The real conflict had to do with Reconstruction. After the Civil War the South wanted to reconstruct their past while Radical Republicans supported the strict implementation of the Reconstruction Acts to reform Southern society and protect the rights of African Americans to vote and participate in political affairs. They also wanted to limit the political and voting rights of some ex-Confederates. There was a split in the Republican party with “moderates” favoring quick return to normalcy. They claimed this was justified because the goals of uniting the country and freeing the slaves had been met.

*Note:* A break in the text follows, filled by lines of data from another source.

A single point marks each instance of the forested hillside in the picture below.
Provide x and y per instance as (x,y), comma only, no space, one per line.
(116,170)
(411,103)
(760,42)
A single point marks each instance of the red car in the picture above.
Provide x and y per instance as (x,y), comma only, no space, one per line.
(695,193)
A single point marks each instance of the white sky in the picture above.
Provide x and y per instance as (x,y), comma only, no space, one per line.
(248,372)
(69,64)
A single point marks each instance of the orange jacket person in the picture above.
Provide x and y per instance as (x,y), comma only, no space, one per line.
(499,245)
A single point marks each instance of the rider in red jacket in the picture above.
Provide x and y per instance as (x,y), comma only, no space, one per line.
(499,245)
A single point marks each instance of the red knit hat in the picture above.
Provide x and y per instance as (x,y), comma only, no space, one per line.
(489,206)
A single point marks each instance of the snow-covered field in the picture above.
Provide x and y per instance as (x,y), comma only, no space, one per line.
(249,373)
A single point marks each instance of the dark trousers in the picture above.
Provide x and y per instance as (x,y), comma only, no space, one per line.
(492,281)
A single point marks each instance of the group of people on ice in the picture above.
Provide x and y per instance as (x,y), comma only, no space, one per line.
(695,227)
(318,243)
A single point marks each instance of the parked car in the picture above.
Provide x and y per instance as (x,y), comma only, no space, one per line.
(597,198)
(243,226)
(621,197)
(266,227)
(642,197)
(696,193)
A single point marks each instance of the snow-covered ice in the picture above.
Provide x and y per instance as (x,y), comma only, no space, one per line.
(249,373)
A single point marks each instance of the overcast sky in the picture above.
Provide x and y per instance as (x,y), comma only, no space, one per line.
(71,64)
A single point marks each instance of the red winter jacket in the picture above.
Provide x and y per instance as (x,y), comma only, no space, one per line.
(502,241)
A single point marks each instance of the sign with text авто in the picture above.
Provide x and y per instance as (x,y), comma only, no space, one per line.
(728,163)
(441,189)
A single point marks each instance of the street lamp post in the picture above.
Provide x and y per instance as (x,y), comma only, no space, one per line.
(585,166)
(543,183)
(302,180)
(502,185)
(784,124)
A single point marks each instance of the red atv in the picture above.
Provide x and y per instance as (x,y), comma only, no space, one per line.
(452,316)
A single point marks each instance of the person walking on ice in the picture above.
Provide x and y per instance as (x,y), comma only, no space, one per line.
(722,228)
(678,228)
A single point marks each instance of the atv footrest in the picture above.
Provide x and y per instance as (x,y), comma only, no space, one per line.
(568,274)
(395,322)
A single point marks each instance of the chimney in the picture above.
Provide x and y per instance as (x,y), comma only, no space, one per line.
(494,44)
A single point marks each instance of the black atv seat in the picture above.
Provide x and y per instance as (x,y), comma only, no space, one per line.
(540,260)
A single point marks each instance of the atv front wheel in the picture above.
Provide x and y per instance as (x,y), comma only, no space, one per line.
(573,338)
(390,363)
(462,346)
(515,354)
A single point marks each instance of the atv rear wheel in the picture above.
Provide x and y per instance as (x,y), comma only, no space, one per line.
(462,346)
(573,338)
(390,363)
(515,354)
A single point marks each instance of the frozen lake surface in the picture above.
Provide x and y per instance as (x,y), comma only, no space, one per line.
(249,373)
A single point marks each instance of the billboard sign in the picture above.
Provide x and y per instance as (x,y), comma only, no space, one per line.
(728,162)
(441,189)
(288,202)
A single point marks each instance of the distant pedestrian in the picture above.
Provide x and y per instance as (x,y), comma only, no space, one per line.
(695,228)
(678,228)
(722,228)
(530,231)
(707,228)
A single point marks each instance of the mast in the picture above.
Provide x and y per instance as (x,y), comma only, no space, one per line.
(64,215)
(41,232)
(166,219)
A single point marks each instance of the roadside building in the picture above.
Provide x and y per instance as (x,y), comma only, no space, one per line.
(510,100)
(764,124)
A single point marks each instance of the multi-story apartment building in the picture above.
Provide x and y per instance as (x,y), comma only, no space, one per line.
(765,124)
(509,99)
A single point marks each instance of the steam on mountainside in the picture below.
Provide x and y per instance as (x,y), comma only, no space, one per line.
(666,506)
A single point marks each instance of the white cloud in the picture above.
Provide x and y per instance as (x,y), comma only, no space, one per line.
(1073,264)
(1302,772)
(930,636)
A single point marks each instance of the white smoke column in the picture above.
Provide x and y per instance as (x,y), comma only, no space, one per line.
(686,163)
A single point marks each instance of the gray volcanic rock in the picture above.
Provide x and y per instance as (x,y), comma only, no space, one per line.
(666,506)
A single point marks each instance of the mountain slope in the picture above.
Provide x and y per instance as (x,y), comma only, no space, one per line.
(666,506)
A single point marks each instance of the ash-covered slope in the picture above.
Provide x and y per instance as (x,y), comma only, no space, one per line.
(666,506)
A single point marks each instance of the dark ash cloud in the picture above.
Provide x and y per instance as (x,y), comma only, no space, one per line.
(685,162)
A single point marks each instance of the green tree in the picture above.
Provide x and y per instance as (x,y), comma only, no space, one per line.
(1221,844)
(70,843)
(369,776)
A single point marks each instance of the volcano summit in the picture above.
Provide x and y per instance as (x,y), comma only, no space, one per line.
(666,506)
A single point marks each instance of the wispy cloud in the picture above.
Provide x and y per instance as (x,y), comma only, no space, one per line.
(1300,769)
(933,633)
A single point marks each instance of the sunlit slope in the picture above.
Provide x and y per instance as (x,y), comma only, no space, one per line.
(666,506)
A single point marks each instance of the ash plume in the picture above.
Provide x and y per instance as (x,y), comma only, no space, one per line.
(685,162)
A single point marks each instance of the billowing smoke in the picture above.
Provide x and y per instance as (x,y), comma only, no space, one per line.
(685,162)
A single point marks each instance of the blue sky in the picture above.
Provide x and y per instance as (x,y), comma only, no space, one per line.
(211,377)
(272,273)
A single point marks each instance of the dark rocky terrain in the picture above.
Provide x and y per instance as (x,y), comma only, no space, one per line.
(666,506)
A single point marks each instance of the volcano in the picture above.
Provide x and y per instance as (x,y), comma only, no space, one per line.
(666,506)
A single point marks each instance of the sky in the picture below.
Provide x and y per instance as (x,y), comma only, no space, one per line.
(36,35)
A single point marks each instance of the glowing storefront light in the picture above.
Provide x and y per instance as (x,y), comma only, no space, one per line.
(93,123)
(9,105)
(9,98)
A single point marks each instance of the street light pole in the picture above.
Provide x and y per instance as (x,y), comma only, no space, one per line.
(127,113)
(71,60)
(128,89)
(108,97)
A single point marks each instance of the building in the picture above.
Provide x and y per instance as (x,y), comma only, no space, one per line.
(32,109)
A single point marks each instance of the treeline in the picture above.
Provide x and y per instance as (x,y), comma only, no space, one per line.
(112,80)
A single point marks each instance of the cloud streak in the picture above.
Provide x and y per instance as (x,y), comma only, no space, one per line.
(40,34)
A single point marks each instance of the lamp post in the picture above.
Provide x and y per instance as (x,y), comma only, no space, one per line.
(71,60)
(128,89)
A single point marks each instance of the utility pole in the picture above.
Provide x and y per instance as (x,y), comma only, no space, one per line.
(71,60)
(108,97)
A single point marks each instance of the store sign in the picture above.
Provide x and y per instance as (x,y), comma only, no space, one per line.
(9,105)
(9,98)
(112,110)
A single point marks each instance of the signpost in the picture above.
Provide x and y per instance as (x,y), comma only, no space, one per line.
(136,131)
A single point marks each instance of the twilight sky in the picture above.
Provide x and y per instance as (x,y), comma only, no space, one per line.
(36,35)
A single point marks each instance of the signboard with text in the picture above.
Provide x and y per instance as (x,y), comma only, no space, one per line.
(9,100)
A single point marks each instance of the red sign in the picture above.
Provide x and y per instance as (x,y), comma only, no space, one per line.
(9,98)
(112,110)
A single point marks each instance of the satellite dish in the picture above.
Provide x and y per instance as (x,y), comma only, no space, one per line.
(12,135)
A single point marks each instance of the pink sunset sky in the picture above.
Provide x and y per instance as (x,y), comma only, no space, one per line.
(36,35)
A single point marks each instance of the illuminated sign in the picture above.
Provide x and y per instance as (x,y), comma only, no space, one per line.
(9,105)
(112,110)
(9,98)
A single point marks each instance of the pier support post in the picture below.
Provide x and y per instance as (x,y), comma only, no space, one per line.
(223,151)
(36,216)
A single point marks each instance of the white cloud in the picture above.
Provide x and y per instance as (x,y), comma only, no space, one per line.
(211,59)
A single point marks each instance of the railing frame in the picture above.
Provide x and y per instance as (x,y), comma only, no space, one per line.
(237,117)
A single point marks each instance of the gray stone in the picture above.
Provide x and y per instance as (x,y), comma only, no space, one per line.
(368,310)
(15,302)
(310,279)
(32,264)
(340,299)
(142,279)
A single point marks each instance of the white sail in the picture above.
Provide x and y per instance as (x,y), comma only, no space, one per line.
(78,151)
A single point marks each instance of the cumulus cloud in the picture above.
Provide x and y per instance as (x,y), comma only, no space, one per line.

This quote from his autobiography states U.S. Grant's judgment of the rebellion, slavery, and the Confederate economic system (emphasis added):
There was no time during the rebellion when I did not think, and often say, that the South was more to be benefited by its defeat than the North. The latter had the people, the institutions and the territory to make a great and prosperous nation. The former was burdened with an institution abhorrent to all civilized people not brought up under it, and one which degraded labor, kept it in ignorance, and enervated the governing class. With the outside world at war with this institution, they could not have extended their territory. The labor of the country was not skilled, nor allowed to become so. The whites could not toil without becoming degraded, and those who did were denominated “poor white trash.” The system of labor would have soon exhausted the soil and left the people poor. The non-slaveholders would have left the country, and the small slaveholder must have sold out to his more fortunate neighbor. Soon the slaves would have outnumbered the masters, and, not being in sympathy with them, would have risen in their might and exterminated them. The war was expensive to the South as well as to the North, both in blood and treasure, but it was worth all it cost. - Pages 507 & 508 Personal Memoirs of U.S. Grant
President Grant's first term was a busy one. He used the force of the Federal Government under the Reconstruction Acts to protect civil rights and voting rights for people who had been enslaved and to disrupt the Ku Klux Klan. Grant pressed for passage of the Fifteenth Amendment to the Constitution that guaranteed voting rights for African Americans. He weathered the Black Friday gold scandals. Grant was thwarted by Senator Charles Sumner in his plans to annex San Domingo (now the Dominican Republic). This led Grant to orchestrate Sumner's removal as Chairman of the Foreign Relations Committee and earned him Sumner's disdain. Grant championed Civil Service reform and appointed the first head of the Civil Service commission. He signed the Treaty of Washington settling a dispute with the United Kingdom referred to as the Alabama Claims. Just prior to the 1872 elections Grant signed into law the Amnesty Act that restored voting rights and the right to hold office for most of the southern rebels.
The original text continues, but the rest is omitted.